You didn’t think the quality of the course was the main criterion for European Tour Ryder Cup venues, did you?

Don’t be silly. Cash decides where matches will be held.

So, Valderrama, The K Club, Celtic Manor, Gleneagles and Le Golf National got golf’s greatest event. They had the cash to invest in the tour by staging numerous regular-season tour events over their layouts in the runup to the match. Valderrama held the European Tour’s Volvo Masters, the K Club the European Open, Celtic Manor the Wales Open, Gleneagles the Johnnie Walker Championship and Le Golf National the French Open. The Belfry got four matches from 1985 to 2002 because the British Professional Golfers’ Association is headquartered there, and the PGA previously had a bigger share of the Ryder Cup. However, The Belfry also has staged numerous European Tour events.

“It’s great that we can go back to venues that have supported the tour for so many years,” said Mark Roe, a three-time European Tour winner who now sits on the tour’s board of directors. “It makes sense for us to repay the favor in some small way by staging tournaments at these courses. It’s also key that they’re all connected to hotels, to make it easier to keep everyone in the same place.”
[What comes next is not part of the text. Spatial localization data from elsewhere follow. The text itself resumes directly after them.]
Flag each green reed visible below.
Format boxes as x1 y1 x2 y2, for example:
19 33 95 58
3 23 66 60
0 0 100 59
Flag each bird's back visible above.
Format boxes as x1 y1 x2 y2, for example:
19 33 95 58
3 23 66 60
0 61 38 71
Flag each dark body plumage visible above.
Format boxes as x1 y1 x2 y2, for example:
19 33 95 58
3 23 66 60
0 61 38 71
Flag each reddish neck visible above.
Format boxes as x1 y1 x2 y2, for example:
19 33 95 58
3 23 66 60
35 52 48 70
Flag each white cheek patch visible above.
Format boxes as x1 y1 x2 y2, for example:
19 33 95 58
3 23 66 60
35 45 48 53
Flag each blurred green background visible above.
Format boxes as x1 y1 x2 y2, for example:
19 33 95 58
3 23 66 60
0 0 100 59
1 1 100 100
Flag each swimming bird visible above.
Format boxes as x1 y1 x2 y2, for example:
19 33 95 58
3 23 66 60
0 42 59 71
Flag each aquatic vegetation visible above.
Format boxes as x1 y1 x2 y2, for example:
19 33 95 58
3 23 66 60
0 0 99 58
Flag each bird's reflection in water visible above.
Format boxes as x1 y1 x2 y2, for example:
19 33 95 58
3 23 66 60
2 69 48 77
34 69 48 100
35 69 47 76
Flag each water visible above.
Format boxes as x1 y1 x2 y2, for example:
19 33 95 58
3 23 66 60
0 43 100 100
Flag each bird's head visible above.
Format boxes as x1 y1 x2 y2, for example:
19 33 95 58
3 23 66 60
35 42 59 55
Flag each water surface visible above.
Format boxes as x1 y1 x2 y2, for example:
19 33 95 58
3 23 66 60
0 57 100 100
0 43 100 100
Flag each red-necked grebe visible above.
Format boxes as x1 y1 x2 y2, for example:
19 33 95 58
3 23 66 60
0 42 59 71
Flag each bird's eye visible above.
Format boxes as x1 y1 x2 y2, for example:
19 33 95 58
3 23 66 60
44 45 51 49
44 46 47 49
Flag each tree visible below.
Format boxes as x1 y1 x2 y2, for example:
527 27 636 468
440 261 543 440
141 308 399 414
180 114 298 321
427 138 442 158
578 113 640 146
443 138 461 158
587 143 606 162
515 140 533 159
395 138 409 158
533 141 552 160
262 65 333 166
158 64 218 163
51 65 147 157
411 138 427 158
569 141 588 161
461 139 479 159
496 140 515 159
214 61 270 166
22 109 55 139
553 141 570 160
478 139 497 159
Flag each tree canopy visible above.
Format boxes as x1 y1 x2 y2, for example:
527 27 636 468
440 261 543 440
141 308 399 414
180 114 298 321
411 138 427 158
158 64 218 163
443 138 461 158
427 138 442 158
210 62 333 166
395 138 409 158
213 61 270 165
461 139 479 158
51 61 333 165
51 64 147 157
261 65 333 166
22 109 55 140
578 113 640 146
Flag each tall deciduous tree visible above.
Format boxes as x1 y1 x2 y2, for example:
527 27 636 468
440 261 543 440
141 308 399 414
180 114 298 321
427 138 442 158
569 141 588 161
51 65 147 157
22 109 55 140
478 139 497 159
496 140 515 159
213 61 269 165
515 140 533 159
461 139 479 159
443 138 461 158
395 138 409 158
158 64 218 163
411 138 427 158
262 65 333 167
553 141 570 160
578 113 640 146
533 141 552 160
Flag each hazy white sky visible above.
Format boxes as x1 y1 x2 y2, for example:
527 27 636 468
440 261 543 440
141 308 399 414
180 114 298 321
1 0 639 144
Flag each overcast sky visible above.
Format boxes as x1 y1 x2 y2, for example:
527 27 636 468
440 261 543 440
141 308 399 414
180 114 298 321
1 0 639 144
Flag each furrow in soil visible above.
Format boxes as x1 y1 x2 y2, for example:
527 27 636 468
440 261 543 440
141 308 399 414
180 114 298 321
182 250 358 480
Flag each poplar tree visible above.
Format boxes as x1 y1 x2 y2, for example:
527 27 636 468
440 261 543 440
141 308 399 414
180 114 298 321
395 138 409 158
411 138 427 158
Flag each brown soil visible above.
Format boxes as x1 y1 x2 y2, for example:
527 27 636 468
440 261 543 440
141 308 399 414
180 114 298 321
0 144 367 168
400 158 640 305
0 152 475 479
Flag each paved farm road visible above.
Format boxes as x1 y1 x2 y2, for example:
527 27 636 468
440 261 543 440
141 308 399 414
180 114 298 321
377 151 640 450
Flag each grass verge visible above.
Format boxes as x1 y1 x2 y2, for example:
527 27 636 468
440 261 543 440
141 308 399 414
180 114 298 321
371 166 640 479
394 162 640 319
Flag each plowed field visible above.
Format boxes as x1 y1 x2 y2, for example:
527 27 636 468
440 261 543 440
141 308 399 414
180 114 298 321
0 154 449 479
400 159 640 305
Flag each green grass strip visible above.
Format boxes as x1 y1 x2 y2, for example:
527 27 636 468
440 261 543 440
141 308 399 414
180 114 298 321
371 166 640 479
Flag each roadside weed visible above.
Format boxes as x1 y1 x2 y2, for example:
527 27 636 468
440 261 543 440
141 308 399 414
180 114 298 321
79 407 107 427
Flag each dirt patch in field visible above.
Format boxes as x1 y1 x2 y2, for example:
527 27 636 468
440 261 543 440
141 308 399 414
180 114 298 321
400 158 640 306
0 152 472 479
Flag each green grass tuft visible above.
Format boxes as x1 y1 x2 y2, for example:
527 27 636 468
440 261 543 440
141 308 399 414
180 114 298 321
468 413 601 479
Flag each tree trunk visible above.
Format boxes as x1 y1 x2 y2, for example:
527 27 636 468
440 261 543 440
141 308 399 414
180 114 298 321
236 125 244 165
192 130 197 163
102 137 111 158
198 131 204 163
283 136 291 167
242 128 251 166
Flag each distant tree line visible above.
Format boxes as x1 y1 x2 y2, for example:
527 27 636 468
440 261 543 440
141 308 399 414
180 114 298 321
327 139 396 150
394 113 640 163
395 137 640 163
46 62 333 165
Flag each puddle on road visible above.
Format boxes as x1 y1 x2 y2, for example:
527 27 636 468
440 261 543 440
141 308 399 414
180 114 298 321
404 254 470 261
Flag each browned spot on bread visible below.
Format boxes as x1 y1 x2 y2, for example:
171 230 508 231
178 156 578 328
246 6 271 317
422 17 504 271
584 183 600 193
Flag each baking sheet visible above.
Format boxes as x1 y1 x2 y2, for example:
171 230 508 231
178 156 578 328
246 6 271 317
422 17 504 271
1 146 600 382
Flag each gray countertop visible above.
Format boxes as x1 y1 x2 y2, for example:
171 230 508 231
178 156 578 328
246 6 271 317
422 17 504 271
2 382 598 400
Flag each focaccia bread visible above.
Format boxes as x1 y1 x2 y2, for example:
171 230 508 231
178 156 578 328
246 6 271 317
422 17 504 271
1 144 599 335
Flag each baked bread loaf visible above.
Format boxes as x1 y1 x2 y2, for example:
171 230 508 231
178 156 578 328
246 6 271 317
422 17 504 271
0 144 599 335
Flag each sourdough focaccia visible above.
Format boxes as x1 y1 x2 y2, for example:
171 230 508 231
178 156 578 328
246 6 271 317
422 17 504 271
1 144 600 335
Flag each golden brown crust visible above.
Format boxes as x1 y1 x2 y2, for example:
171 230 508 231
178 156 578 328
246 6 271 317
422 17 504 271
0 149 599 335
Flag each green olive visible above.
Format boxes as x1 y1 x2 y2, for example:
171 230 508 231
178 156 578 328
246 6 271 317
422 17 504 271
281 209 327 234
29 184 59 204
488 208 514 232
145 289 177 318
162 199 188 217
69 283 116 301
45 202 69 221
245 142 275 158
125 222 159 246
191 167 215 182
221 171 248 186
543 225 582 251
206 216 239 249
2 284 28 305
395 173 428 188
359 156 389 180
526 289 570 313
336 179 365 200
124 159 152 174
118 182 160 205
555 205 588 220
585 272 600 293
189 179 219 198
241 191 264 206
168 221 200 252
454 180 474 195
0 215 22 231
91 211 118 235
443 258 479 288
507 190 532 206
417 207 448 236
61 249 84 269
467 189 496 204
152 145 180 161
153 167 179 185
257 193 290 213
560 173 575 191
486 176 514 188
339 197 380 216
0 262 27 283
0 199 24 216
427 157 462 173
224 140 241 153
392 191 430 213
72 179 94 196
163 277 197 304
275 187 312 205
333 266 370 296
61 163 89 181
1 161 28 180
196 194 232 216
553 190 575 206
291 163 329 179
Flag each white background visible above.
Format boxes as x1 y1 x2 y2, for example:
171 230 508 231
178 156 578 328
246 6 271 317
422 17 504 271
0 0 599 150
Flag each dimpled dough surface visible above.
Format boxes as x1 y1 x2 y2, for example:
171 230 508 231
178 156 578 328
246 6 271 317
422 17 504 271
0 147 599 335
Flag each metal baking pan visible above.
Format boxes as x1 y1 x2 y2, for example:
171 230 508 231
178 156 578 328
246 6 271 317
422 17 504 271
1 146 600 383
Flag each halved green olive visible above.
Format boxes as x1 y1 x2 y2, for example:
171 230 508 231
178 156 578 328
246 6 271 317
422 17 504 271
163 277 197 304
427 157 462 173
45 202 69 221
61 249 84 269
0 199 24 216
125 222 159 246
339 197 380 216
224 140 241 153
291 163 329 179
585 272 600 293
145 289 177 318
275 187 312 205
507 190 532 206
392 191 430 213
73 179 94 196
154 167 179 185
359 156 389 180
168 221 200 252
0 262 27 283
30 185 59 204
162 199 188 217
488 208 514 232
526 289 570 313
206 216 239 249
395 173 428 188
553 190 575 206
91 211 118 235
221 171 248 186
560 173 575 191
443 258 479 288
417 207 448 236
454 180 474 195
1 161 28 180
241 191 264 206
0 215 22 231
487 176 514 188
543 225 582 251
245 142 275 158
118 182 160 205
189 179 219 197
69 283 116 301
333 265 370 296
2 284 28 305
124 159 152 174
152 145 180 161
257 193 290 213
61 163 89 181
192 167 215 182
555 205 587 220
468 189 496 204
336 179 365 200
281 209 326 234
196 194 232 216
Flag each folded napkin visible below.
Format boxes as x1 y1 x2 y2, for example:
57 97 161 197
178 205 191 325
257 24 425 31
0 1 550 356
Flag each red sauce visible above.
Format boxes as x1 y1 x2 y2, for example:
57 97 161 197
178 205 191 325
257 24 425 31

It’s understandable why the tour, after this week’s British Masters at Close House, will return to the Forest of Arden, Hanbury Manor, Celtic Manor and The Belfry. The four hotels have suffered during the pandemic for the simple fact they haven’t been able to welcome hotel guests. Plus, the tour can more readily control its strict coronavirus protocols because most personnel are on one site.

The difference this time around is these venues aren’t paying the tour. The tour is funding the entire UK Swing.

It’s true: what goes around comes around.